Segundo a administração
municipal, o caso foi devidamente notificado e acompanhado pela Vigilância
Epidemiológica desde os primeiros atendimentos. A confirmação laboratorial da
doença foi realizada pela Fundação Ezequiel Dias (Funed) no dia 20 de fevereiro.
Na nota, a Secretaria reforça
que o caso não possui qualquer relação com o surto registrado recentemente no
navio Hondius, podendo inclusive envolver cepas diferentes do vírus.
Para tranquilizar a população,
o município destacou que o período máximo de incubação da hantavirose pode
chegar a 60 dias, prazo já ultrapassado em relação ao caso registrado em Carmo
do Paranaíba.
“A Vigilância Epidemiológica
adotou de forma imediata todas as medidas preventivas e ações de monitoramento
necessárias”, informou a Secretaria.
Ainda conforme a nota, o
paciente apresentou inicialmente sintomas compatíveis com outras doenças
virais, evoluindo posteriormente para um quadro respiratório grave,
característico possível da hantavirose. Após atendimento médico e transferência
para uma unidade hospitalar de referência, ele acabou morrendo.
Dados da Secretaria de Estado
de Saúde de Minas Gerais (SES-MG) apontam que a vítima foi um homem de 46 anos
que teria sido exposto ao vírus após contato com roedores silvestres em uma
lavoura de milho, na zona rural.
Os primeiros sintomas surgiram
no dia 2 de fevereiro, com fortes dores de cabeça.

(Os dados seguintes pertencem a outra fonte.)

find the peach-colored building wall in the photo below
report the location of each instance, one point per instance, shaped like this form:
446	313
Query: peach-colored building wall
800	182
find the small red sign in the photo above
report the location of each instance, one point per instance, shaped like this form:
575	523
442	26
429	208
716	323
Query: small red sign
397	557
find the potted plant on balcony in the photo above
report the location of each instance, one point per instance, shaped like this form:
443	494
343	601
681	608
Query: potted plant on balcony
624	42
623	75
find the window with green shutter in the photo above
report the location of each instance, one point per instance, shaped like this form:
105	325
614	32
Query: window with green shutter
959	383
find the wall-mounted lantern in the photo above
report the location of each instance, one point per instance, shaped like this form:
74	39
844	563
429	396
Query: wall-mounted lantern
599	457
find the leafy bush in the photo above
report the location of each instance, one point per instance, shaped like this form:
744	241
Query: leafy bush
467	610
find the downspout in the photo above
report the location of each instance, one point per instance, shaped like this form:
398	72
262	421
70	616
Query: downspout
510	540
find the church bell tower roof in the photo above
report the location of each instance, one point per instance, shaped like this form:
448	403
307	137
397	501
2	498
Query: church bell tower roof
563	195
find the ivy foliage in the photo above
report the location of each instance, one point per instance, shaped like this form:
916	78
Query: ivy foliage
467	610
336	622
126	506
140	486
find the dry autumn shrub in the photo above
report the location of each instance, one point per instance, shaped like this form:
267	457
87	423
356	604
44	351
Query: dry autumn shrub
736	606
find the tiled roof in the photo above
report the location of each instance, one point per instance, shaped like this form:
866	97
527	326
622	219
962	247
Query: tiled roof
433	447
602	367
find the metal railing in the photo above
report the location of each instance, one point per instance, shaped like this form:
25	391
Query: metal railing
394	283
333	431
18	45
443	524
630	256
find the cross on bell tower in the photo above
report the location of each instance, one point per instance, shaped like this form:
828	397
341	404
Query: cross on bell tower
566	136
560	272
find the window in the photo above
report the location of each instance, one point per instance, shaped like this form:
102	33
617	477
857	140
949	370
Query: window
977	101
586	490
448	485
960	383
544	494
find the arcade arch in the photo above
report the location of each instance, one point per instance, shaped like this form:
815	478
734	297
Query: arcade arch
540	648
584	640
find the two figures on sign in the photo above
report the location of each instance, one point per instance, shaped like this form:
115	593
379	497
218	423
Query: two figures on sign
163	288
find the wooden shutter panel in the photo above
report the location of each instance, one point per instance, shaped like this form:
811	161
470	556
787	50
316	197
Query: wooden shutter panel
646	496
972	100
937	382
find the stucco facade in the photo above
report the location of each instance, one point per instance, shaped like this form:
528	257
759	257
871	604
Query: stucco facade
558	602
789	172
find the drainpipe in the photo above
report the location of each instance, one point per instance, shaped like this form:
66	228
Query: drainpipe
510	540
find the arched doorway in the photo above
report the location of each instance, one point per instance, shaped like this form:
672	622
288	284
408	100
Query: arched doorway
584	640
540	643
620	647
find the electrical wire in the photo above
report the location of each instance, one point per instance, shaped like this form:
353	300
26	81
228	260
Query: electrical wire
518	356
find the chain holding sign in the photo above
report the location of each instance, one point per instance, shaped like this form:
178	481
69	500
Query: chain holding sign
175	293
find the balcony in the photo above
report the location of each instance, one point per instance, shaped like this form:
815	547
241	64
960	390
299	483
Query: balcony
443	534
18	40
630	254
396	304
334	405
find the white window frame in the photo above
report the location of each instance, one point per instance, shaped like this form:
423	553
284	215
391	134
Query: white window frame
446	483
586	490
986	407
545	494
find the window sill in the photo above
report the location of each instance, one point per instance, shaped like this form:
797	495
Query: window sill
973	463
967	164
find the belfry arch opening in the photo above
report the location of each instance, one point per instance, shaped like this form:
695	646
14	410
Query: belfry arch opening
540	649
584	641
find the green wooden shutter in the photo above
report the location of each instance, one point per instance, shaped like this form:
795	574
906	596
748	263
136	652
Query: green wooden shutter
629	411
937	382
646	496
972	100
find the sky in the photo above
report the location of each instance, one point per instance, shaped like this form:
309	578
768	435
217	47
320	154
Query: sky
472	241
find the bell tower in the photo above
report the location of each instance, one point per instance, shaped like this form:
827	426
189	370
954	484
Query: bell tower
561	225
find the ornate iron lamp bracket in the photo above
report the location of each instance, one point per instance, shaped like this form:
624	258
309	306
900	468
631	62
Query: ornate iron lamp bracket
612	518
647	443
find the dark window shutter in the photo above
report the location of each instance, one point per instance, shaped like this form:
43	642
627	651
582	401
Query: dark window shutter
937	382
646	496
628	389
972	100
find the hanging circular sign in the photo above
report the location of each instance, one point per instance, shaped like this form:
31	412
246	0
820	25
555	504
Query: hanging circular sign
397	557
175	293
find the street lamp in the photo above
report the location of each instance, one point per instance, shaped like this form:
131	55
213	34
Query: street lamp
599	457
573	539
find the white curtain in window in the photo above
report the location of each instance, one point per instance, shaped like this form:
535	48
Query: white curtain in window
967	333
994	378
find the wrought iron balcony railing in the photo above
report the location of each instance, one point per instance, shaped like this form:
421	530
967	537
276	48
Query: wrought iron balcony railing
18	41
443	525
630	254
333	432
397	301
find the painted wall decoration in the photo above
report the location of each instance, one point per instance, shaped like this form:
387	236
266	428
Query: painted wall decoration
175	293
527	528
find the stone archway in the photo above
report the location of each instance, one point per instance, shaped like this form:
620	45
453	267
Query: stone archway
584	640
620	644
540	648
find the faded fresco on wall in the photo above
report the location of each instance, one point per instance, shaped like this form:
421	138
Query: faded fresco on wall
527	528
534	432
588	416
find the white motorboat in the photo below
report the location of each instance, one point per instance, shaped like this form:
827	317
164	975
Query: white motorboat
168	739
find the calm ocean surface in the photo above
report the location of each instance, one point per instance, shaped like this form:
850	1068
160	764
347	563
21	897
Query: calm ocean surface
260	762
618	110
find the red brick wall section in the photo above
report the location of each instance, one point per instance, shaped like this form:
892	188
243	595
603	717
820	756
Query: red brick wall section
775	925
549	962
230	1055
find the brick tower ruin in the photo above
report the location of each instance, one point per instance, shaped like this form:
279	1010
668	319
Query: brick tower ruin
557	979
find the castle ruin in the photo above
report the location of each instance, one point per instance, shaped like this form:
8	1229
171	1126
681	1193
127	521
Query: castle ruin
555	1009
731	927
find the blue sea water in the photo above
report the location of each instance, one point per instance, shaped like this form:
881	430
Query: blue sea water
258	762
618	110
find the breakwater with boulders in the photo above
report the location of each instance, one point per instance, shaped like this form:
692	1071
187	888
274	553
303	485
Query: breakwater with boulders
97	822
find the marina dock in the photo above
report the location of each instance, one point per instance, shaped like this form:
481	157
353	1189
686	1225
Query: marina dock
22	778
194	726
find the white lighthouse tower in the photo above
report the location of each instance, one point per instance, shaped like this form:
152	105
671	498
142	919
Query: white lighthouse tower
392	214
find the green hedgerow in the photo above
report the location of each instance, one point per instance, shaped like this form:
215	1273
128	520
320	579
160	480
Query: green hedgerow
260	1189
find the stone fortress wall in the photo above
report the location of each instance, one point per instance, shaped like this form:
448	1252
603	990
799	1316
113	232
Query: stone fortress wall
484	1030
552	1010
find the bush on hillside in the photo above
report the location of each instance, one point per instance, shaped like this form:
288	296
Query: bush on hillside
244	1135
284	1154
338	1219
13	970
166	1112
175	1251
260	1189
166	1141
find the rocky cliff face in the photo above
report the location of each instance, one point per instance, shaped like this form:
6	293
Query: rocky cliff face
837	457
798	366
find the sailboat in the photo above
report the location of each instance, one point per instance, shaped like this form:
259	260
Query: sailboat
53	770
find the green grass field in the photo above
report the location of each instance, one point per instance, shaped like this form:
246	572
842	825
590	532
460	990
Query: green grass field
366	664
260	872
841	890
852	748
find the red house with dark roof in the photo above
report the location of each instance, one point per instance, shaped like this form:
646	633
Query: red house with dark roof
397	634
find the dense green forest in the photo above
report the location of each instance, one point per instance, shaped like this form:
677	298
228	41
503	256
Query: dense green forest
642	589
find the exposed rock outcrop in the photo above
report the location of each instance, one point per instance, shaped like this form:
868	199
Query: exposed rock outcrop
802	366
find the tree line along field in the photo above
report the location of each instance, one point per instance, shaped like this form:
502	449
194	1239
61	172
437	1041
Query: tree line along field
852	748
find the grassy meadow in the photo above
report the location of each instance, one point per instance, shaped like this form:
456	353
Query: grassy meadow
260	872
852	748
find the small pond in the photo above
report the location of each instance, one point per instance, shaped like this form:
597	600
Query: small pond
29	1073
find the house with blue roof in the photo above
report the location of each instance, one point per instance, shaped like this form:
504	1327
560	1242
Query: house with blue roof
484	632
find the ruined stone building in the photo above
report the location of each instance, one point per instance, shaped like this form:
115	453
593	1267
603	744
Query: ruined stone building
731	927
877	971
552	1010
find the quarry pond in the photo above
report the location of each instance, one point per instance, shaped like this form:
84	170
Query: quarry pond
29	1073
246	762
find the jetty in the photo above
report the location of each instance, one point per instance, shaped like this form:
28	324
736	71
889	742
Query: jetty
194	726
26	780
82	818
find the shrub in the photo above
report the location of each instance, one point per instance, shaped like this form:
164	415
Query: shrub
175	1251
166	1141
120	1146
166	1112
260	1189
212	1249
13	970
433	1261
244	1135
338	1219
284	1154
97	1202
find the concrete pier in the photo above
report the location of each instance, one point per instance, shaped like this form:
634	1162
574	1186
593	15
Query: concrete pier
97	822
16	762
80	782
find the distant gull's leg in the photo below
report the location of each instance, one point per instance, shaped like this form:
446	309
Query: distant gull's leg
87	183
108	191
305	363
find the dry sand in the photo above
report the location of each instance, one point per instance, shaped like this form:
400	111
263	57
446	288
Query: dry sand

Em 6 de fevereiro, ele
procurou atendimento médico apresentando febre, dores musculares, dores nas
articulações e desconforto lombar. O homem morreu no dia 8 de fevereiro, antes
da divulgação oficial do resultado dos exames.
A Prefeitura também aproveitou
a nota para reforçar orientações preventivas à população. A hantavirose é uma
doença viral rara transmitida principalmente pelo contato com secreções de
roedores infectados, especialmente em ambientes rurais e locais fechados.
Entre as recomendações estão
evitar contato com fezes e urina de ratos, manter ambientes limpos e ventilados
e utilizar equipamentos de proteção durante limpezas em locais com possível
infestação.
Até o momento, segundo a
SES-MG, este é o único óbito por hantavírus confirmado no Brasil em 2026.